Я делаю это, воинственно исчезая

Петр Шмаков
Я делаю это, воинственно исчезая,
когда минут каменные выи
в сезон любви чернеют от пыли
и гордость свою в фонтаны вонзают,
в рукотворные океаны эти,
раскинувшие объятья-сети.
Так овощ земля питает.
То же и дом мой, он исчезает

в обрывках дыханья, морях, фонтанах,
он опиум мыслей, вороний язык,
он риф над приливом, открытая рана,
он предков моих задушенный крик,
он гордость ребёнка, молчащего в боли,
магнит ветра, слепо летящего к воле,
он хлеб с молоком или снов материк.

Она демонстрирует мне невинность,
в её гордом отсутствии шёлк голубей.
В скалах девственность ракушками лоснилась,
жемчуг в них притаился семи морей.
Сияние там из пещер, где сирены гнездятся,
и ложе китов и соблазны, соблазны,
и львы золотые в кустах, их сирены боятся,
не отличить там песок от крошки алмазной.

А вот и её противоречивость:
тварь с могильной ногой и рукой убийцы,
умеет летать, в колоннах гнездится,
голодный огонь бережёт и леденеет гривой
и в то же время теряет в молчаньи ярость.
Кто исцелил холмами мои равнины?
От лета в её владеньях осталась малость
и полдни в цепях и запах сырой древесины.

Оружие я создаю из костей скелета
и по песку раскалённому в город мёртвых
шагаю в объятьях слабеющего лета
и солнце ласкает меня до подошв истёртых.
Раковина гудит и веки падают долу
и разрушение ждёт, где птицы последние крошки
подбирают с костей, площадей, прямо с полу.

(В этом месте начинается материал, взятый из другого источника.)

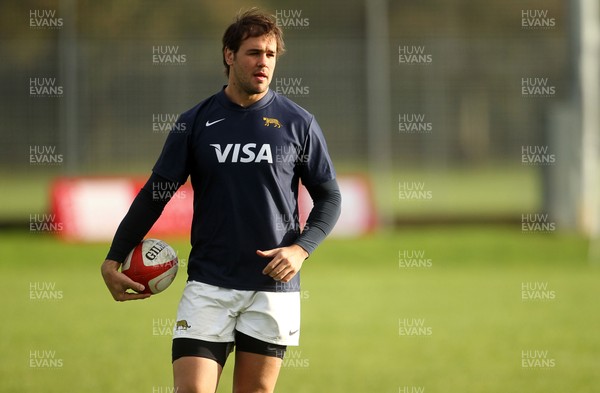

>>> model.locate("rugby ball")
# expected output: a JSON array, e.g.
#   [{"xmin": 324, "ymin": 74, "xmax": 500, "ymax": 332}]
[{"xmin": 121, "ymin": 239, "xmax": 179, "ymax": 294}]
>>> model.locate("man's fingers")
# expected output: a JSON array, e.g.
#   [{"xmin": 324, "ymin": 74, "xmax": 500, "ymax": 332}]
[
  {"xmin": 256, "ymin": 248, "xmax": 279, "ymax": 258},
  {"xmin": 101, "ymin": 260, "xmax": 151, "ymax": 302},
  {"xmin": 115, "ymin": 292, "xmax": 151, "ymax": 302}
]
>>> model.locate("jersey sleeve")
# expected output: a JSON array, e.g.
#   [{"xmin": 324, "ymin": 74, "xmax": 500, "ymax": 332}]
[
  {"xmin": 152, "ymin": 112, "xmax": 194, "ymax": 185},
  {"xmin": 299, "ymin": 117, "xmax": 335, "ymax": 186}
]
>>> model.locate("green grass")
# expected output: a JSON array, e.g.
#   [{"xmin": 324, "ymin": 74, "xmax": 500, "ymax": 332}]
[
  {"xmin": 0, "ymin": 227, "xmax": 600, "ymax": 393},
  {"xmin": 0, "ymin": 165, "xmax": 541, "ymax": 222}
]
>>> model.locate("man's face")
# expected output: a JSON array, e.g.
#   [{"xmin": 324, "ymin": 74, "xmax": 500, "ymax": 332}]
[{"xmin": 225, "ymin": 35, "xmax": 277, "ymax": 95}]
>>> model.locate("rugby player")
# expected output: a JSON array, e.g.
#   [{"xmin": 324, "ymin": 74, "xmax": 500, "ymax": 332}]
[{"xmin": 101, "ymin": 9, "xmax": 341, "ymax": 393}]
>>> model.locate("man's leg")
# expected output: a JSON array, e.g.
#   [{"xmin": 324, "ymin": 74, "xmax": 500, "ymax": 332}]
[
  {"xmin": 173, "ymin": 338, "xmax": 233, "ymax": 393},
  {"xmin": 173, "ymin": 356, "xmax": 223, "ymax": 393},
  {"xmin": 233, "ymin": 351, "xmax": 282, "ymax": 393},
  {"xmin": 233, "ymin": 331, "xmax": 286, "ymax": 393}
]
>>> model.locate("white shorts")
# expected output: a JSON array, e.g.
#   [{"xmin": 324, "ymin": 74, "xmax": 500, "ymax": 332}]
[{"xmin": 173, "ymin": 281, "xmax": 300, "ymax": 346}]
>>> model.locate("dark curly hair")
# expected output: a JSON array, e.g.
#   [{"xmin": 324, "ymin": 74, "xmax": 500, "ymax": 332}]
[{"xmin": 222, "ymin": 8, "xmax": 285, "ymax": 77}]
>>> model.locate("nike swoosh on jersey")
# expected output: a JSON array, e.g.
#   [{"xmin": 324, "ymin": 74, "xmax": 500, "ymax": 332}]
[{"xmin": 206, "ymin": 118, "xmax": 225, "ymax": 127}]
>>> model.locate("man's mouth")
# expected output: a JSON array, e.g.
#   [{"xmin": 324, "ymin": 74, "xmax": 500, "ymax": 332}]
[{"xmin": 254, "ymin": 72, "xmax": 269, "ymax": 81}]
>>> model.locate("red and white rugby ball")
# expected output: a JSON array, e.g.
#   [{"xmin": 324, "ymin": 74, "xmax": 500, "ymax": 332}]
[{"xmin": 121, "ymin": 239, "xmax": 179, "ymax": 294}]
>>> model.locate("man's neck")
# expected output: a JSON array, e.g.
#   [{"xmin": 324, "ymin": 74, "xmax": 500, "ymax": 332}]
[{"xmin": 225, "ymin": 84, "xmax": 269, "ymax": 108}]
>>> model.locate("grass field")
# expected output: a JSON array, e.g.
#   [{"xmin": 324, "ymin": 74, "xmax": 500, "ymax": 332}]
[{"xmin": 0, "ymin": 227, "xmax": 600, "ymax": 393}]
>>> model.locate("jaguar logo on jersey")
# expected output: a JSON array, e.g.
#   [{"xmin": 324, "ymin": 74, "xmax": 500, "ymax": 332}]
[
  {"xmin": 263, "ymin": 117, "xmax": 281, "ymax": 128},
  {"xmin": 210, "ymin": 143, "xmax": 273, "ymax": 164}
]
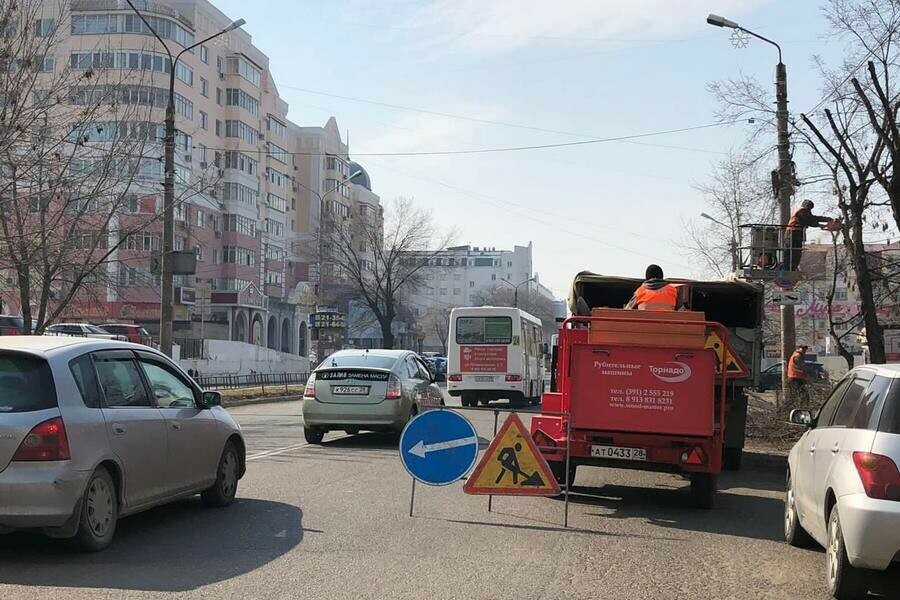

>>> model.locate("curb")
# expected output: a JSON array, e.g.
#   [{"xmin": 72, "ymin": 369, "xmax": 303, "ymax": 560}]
[
  {"xmin": 741, "ymin": 449, "xmax": 787, "ymax": 471},
  {"xmin": 222, "ymin": 394, "xmax": 303, "ymax": 408}
]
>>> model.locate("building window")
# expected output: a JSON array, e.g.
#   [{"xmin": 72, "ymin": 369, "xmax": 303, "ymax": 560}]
[
  {"xmin": 225, "ymin": 119, "xmax": 259, "ymax": 144},
  {"xmin": 266, "ymin": 115, "xmax": 287, "ymax": 137},
  {"xmin": 225, "ymin": 56, "xmax": 262, "ymax": 87},
  {"xmin": 266, "ymin": 142, "xmax": 291, "ymax": 164},
  {"xmin": 225, "ymin": 88, "xmax": 259, "ymax": 116},
  {"xmin": 34, "ymin": 19, "xmax": 56, "ymax": 37}
]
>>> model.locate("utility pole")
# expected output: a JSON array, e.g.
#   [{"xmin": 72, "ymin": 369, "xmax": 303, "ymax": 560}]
[
  {"xmin": 775, "ymin": 62, "xmax": 796, "ymax": 398},
  {"xmin": 706, "ymin": 14, "xmax": 796, "ymax": 395},
  {"xmin": 126, "ymin": 0, "xmax": 246, "ymax": 356}
]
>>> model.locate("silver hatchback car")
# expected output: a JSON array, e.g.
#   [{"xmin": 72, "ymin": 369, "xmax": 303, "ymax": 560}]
[
  {"xmin": 303, "ymin": 350, "xmax": 444, "ymax": 444},
  {"xmin": 0, "ymin": 336, "xmax": 245, "ymax": 551},
  {"xmin": 784, "ymin": 365, "xmax": 900, "ymax": 599}
]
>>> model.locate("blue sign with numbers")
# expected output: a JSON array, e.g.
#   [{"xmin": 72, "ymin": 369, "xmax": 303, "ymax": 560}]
[{"xmin": 400, "ymin": 409, "xmax": 478, "ymax": 485}]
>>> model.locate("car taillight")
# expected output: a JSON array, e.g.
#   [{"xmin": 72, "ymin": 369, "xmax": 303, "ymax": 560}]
[
  {"xmin": 12, "ymin": 417, "xmax": 71, "ymax": 461},
  {"xmin": 384, "ymin": 375, "xmax": 402, "ymax": 400},
  {"xmin": 853, "ymin": 452, "xmax": 900, "ymax": 500},
  {"xmin": 303, "ymin": 373, "xmax": 316, "ymax": 400}
]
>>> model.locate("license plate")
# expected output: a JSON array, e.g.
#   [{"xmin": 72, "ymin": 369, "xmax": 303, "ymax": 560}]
[
  {"xmin": 591, "ymin": 446, "xmax": 647, "ymax": 460},
  {"xmin": 331, "ymin": 385, "xmax": 369, "ymax": 396}
]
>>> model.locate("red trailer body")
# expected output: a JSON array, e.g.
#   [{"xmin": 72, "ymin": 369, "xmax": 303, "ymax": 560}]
[{"xmin": 531, "ymin": 311, "xmax": 728, "ymax": 506}]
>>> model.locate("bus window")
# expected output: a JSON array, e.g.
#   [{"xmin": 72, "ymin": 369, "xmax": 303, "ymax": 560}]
[{"xmin": 456, "ymin": 317, "xmax": 512, "ymax": 344}]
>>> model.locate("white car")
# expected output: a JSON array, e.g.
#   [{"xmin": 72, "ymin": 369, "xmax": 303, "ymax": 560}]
[
  {"xmin": 44, "ymin": 323, "xmax": 128, "ymax": 342},
  {"xmin": 784, "ymin": 365, "xmax": 900, "ymax": 599}
]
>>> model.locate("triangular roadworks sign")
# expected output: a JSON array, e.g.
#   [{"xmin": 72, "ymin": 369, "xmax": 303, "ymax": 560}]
[{"xmin": 463, "ymin": 413, "xmax": 559, "ymax": 496}]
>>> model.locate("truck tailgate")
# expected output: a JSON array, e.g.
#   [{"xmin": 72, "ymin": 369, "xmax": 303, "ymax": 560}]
[{"xmin": 569, "ymin": 344, "xmax": 716, "ymax": 436}]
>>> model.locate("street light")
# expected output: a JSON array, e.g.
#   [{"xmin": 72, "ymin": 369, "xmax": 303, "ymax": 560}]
[
  {"xmin": 500, "ymin": 277, "xmax": 534, "ymax": 308},
  {"xmin": 706, "ymin": 14, "xmax": 796, "ymax": 393},
  {"xmin": 294, "ymin": 169, "xmax": 363, "ymax": 291},
  {"xmin": 126, "ymin": 0, "xmax": 246, "ymax": 356},
  {"xmin": 700, "ymin": 213, "xmax": 740, "ymax": 273}
]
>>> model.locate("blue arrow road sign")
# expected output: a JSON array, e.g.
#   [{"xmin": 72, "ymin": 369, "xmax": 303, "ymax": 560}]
[{"xmin": 400, "ymin": 410, "xmax": 478, "ymax": 485}]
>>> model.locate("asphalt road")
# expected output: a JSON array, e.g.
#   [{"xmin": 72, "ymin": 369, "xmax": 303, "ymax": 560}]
[{"xmin": 0, "ymin": 402, "xmax": 892, "ymax": 600}]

Крошись, темница ошибок, капай горячим воском,
сточных морей плоскодонка, плыви в царство теней,
гордость моих пирамид, возведённых мозгом,
где ветер гудит в ранах исчезновений.
Где голова героя с нацарапанной спит легендой
и прозектор любви солнечные перчатки
надевает неторопливо, чтоб в купели медной
нанизать на алмазы сердец початки.

«Его матери матка языком грязь лизала», -
плакала гологрудая с наклеенными губами
в этой светлой земле где лежал я как жало,
ящерица стреляющая словами
с чёрным ядом в дротике-языке,
но с белым дыханьем как леса завязь
и мёртвых сотни в каждой руке,
так они оживали, а смерть осталась.

Слепые, вдыхали ветер видений,
эскадроны их топтали мне руки,
цвели как деревья в вихре мгновений,
пели как птицы в пылающей муке,
отчаянно, звонко и призрак цветущий
и бред, оживающий в песне воскресшей,
и облако гордости, всем нам присущей,
мир братских кошмаров и тешил и вешал.

И вот в облаков широкой груди
поместились моря и страны
и любовь моя там тоже, поди,
и лицо её, словно кровь из раны.
Ветерок деревья как волосы шевелит
и снежная кровь обратилась в лёд.
И она там, она на ветру дрожит,
и возник с ней я, где отсутствий гнёт.